Todavia não é o número de armas nem a facilidade em obtê-las que dá aos Estados Unidos esta reputação de violência. É, em grande parte, o factor mediático; morre um miúdo abatido pela polícia em Pleasantville e a notícia sai no mundo inteiro, enquanto são assassinadas 160 pessoas por dia no Brasil ou mais ainda na Nigéria e nem chega aos noticiários nacionais. Por outro lado, é o motivo. As mortes no Brasil ou na Nigéria tem motivos tipificados: assalto, vingança. Nos Estados Unidos a maioria das mortes só encontram razões do foro patológico. O "lone wolf" (atirador solitário) que sobe à torre da igreja para atirar a eito para a praça, ou o "serial killer" são fenómenos tipicamente norte-americanos, nunca vistos na Suíça ou na Suécia. Do mesmo modo que, por exemplo, a violação de menores na maioria dos países ocorre entre pessoas que se cruzaram por acaso, e em Portugal acontece dentro do círculo familiar. Cada cultura tem os seus demónios próprios, os seus infernos profundos.

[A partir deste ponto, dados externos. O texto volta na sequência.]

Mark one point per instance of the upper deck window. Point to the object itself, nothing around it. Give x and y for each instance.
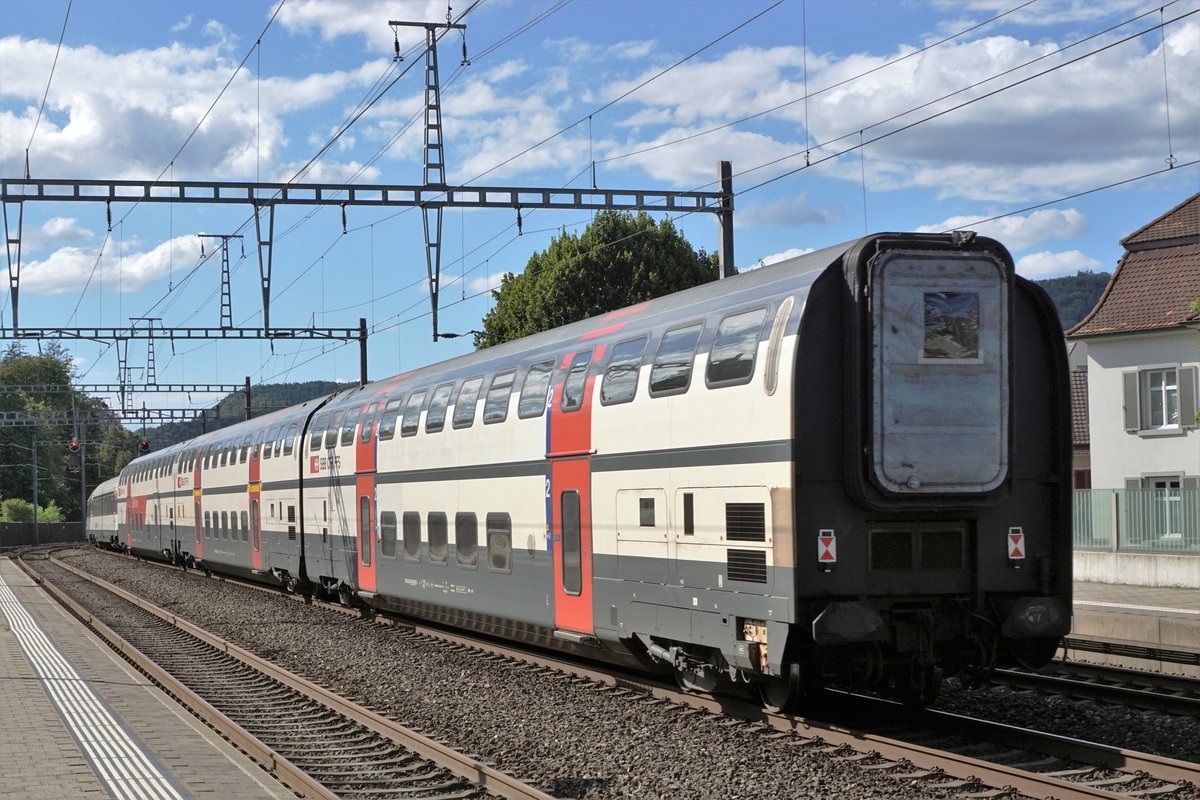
(731, 362)
(621, 378)
(576, 382)
(496, 408)
(533, 392)
(465, 407)
(436, 417)
(672, 364)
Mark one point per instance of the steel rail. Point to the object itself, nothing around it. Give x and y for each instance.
(924, 758)
(1092, 690)
(461, 764)
(277, 765)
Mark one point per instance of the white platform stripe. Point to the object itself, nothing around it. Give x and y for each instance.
(1165, 609)
(125, 769)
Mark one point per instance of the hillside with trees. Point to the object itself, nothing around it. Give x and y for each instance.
(1074, 295)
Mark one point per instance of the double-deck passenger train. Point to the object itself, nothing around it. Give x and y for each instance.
(851, 467)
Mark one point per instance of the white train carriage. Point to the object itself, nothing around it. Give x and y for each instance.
(804, 471)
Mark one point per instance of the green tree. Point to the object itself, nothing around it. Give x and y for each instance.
(621, 259)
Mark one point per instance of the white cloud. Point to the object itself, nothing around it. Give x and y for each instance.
(125, 115)
(1018, 232)
(792, 210)
(69, 269)
(55, 232)
(1047, 264)
(774, 258)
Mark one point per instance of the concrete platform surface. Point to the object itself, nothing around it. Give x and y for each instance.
(81, 722)
(1152, 615)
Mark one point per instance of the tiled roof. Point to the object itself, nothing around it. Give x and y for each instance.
(1157, 278)
(1181, 221)
(1079, 429)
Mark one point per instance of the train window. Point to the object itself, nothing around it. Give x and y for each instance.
(731, 362)
(571, 554)
(496, 407)
(317, 434)
(621, 378)
(412, 524)
(335, 425)
(575, 383)
(412, 417)
(436, 522)
(365, 543)
(465, 407)
(466, 540)
(533, 392)
(672, 364)
(436, 417)
(367, 425)
(646, 512)
(348, 429)
(388, 534)
(499, 542)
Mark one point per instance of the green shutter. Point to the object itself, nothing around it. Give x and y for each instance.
(1188, 397)
(1133, 419)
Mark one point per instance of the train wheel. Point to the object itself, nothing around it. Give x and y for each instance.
(921, 686)
(784, 693)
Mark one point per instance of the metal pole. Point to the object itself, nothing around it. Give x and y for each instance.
(363, 350)
(35, 491)
(725, 218)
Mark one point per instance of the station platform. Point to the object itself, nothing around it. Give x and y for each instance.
(1147, 615)
(81, 722)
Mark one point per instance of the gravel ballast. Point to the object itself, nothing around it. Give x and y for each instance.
(569, 738)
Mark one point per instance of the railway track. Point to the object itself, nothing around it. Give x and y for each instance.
(939, 750)
(1115, 685)
(318, 744)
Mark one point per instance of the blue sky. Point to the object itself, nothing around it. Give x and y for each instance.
(133, 78)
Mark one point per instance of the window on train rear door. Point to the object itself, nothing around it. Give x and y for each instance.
(365, 543)
(571, 548)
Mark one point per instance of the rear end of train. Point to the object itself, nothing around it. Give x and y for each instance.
(933, 469)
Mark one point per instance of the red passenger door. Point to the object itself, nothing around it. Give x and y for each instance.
(570, 493)
(256, 493)
(365, 504)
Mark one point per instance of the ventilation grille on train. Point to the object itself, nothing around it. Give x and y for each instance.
(749, 566)
(745, 522)
(897, 549)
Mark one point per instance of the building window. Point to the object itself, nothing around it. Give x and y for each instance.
(1161, 397)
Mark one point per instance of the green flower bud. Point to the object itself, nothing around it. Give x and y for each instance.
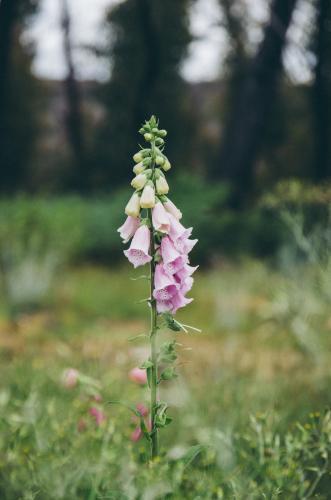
(159, 160)
(139, 181)
(138, 157)
(133, 206)
(166, 165)
(147, 199)
(162, 185)
(158, 173)
(139, 168)
(147, 162)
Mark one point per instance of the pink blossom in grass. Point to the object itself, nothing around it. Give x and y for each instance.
(128, 229)
(172, 259)
(163, 306)
(177, 230)
(81, 425)
(185, 271)
(138, 376)
(70, 378)
(98, 415)
(138, 254)
(165, 285)
(136, 434)
(179, 301)
(160, 218)
(186, 285)
(172, 209)
(185, 245)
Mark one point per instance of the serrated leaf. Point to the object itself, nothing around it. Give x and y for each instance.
(171, 322)
(168, 374)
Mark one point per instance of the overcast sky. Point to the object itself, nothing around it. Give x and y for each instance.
(205, 53)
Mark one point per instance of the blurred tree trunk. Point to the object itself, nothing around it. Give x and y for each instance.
(243, 132)
(322, 92)
(73, 116)
(8, 10)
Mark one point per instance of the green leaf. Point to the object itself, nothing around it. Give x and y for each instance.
(168, 374)
(171, 322)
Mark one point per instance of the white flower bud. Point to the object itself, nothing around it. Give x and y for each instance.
(139, 168)
(133, 206)
(159, 160)
(166, 165)
(147, 199)
(138, 157)
(162, 185)
(139, 181)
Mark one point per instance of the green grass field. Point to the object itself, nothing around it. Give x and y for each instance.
(252, 396)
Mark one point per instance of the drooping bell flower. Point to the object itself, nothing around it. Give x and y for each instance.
(186, 284)
(147, 199)
(160, 218)
(172, 259)
(165, 286)
(136, 434)
(178, 301)
(128, 229)
(185, 271)
(185, 245)
(133, 206)
(172, 209)
(138, 253)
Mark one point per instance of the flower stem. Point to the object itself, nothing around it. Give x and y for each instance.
(153, 332)
(154, 370)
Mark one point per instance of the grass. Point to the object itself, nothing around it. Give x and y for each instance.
(253, 390)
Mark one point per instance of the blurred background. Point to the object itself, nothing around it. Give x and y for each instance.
(243, 88)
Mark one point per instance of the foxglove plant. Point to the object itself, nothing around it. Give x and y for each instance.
(160, 240)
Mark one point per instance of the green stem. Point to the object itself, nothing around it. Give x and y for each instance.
(153, 332)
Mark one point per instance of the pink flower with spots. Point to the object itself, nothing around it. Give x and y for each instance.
(165, 286)
(173, 261)
(128, 229)
(160, 218)
(138, 253)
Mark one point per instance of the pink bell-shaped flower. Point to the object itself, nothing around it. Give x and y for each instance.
(138, 254)
(179, 301)
(172, 259)
(160, 218)
(128, 229)
(165, 286)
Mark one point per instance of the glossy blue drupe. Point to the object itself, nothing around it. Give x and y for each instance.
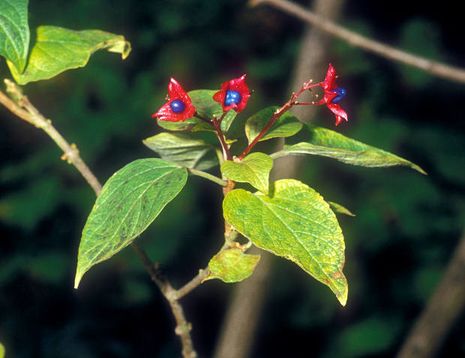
(341, 93)
(177, 106)
(232, 97)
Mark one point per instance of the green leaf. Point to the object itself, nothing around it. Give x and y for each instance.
(295, 223)
(208, 108)
(14, 32)
(189, 125)
(129, 202)
(253, 169)
(184, 150)
(232, 265)
(57, 50)
(286, 126)
(328, 143)
(339, 209)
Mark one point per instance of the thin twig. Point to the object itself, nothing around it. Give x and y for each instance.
(277, 114)
(438, 69)
(23, 108)
(222, 139)
(183, 327)
(192, 284)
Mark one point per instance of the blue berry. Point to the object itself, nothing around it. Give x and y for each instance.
(341, 93)
(177, 106)
(232, 97)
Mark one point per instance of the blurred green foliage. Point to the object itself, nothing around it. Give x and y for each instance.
(397, 246)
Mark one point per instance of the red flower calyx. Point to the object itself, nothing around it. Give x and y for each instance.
(179, 106)
(333, 95)
(234, 94)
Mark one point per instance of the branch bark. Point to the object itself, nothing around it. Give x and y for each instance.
(435, 68)
(242, 317)
(20, 106)
(444, 307)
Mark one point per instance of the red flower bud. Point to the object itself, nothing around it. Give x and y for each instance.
(333, 95)
(234, 94)
(179, 106)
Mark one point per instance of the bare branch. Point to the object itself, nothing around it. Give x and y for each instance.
(435, 68)
(183, 327)
(23, 108)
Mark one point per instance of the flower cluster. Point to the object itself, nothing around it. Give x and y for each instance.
(234, 95)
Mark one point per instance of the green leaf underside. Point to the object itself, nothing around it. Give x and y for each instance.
(187, 152)
(328, 143)
(232, 265)
(129, 202)
(297, 224)
(286, 126)
(57, 49)
(14, 32)
(339, 209)
(253, 169)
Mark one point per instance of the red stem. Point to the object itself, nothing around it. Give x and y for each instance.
(278, 113)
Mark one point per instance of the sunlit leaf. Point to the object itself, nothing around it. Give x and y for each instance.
(14, 32)
(57, 49)
(184, 150)
(232, 265)
(328, 143)
(286, 126)
(295, 223)
(129, 202)
(253, 169)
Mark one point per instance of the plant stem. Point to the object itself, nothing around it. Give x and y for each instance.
(435, 68)
(23, 109)
(183, 327)
(26, 111)
(277, 114)
(192, 284)
(208, 176)
(219, 133)
(279, 154)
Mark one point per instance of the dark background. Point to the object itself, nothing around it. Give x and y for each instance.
(406, 227)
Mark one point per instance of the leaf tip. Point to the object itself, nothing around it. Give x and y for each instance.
(342, 296)
(419, 169)
(77, 280)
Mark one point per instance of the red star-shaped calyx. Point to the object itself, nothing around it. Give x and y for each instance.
(179, 106)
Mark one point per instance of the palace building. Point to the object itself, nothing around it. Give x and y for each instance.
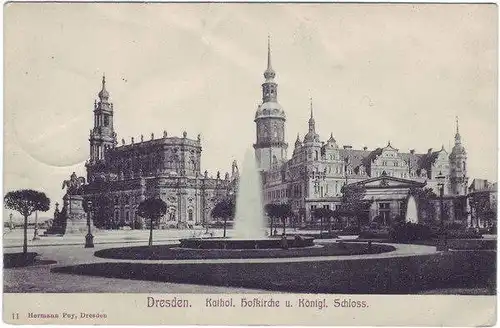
(317, 170)
(167, 167)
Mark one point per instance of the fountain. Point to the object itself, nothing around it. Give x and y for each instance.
(411, 210)
(249, 227)
(249, 223)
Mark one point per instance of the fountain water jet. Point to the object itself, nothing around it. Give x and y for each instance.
(249, 223)
(249, 217)
(411, 210)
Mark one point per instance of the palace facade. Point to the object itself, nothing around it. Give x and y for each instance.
(167, 167)
(317, 170)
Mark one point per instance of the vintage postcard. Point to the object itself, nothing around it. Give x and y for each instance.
(250, 164)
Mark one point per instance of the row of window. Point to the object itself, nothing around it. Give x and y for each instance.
(170, 216)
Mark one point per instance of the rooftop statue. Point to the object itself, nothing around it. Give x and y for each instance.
(74, 184)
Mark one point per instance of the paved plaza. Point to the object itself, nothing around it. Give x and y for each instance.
(69, 250)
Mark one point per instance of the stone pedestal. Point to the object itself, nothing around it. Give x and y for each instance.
(76, 216)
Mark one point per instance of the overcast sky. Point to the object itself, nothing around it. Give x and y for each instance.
(375, 72)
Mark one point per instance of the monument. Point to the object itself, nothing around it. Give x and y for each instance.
(72, 217)
(76, 219)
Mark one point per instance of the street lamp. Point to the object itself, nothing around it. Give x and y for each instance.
(442, 236)
(89, 239)
(35, 233)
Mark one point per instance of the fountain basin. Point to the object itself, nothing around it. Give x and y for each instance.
(235, 243)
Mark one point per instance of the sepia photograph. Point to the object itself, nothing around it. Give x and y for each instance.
(250, 149)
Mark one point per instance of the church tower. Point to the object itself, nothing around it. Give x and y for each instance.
(270, 146)
(458, 165)
(102, 136)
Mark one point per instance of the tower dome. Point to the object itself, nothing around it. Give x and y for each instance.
(311, 135)
(331, 142)
(103, 94)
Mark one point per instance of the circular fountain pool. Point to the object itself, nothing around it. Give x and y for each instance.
(237, 243)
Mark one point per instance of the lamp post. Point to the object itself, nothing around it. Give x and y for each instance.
(89, 238)
(35, 233)
(442, 244)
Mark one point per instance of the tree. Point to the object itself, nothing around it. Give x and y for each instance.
(279, 211)
(482, 207)
(352, 203)
(26, 201)
(323, 214)
(153, 209)
(224, 210)
(426, 206)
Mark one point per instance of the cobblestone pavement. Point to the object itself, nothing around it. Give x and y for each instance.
(39, 279)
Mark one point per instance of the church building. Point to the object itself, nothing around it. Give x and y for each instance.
(168, 167)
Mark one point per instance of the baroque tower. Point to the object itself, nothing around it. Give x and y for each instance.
(270, 146)
(102, 136)
(458, 165)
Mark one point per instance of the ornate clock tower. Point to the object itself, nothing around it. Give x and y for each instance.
(270, 147)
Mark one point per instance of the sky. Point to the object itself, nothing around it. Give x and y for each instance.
(376, 73)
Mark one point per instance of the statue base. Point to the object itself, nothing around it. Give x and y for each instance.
(76, 218)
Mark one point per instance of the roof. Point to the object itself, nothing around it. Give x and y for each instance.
(482, 185)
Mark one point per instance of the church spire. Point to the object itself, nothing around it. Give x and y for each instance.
(312, 123)
(269, 73)
(104, 94)
(457, 134)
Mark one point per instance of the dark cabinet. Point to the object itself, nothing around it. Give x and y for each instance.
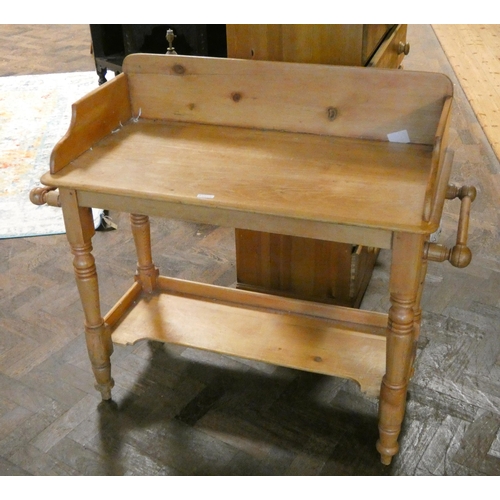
(111, 43)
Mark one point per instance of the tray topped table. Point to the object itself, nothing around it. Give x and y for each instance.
(295, 149)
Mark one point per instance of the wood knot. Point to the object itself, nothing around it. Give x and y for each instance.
(331, 112)
(179, 69)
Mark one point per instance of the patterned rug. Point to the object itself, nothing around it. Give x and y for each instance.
(35, 112)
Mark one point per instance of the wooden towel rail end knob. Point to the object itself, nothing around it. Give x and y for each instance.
(45, 195)
(460, 255)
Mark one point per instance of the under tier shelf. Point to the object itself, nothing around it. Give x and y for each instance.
(287, 332)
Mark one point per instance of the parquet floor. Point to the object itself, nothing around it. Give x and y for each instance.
(185, 412)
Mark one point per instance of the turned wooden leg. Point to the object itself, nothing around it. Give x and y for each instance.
(79, 230)
(147, 273)
(406, 274)
(417, 319)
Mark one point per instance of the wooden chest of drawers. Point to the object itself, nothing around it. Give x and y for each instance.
(329, 272)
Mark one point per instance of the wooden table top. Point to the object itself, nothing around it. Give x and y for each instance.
(304, 176)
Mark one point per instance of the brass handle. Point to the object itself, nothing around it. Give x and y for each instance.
(460, 255)
(404, 48)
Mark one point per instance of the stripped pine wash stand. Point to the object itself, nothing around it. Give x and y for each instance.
(289, 148)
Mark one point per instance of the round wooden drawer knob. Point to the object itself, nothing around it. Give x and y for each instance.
(404, 48)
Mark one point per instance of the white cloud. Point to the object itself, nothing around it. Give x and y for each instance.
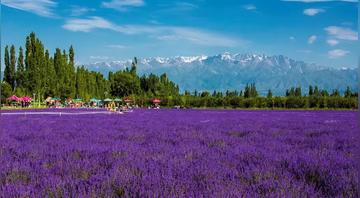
(332, 42)
(86, 25)
(312, 39)
(99, 57)
(305, 51)
(315, 1)
(78, 11)
(40, 7)
(313, 11)
(122, 5)
(337, 53)
(342, 33)
(169, 33)
(250, 7)
(117, 46)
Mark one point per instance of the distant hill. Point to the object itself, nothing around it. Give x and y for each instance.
(234, 71)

Do mesmo modo, todo o planeta sabe quem é Omar Mateen, o americano descendente de afegãos que se deu ao trabalho de percorrer 200km para matar 50 inocentes em Orlando, mas ninguém conhece, ou quer saber quem foi, o bombista suicida que no mesmo dia fez explodir mais de 100 inocentes em Bagdade. Omar tinha as suas desprezíveis razões, todas misturadas numa amálgama maldita: radicalismo religioso, homofobia, frustração pessoal, fanatismo místico. E, também, o tal factor cultural do país onde nasceu.

Conclusão? Não há conclusões. As armas não vão acabar, nem nunca será difícil obtê-las. O Homem, também parece que não muda. Mata porque acredita em algo superior ou, pior ainda, porque não acredita em si próprio.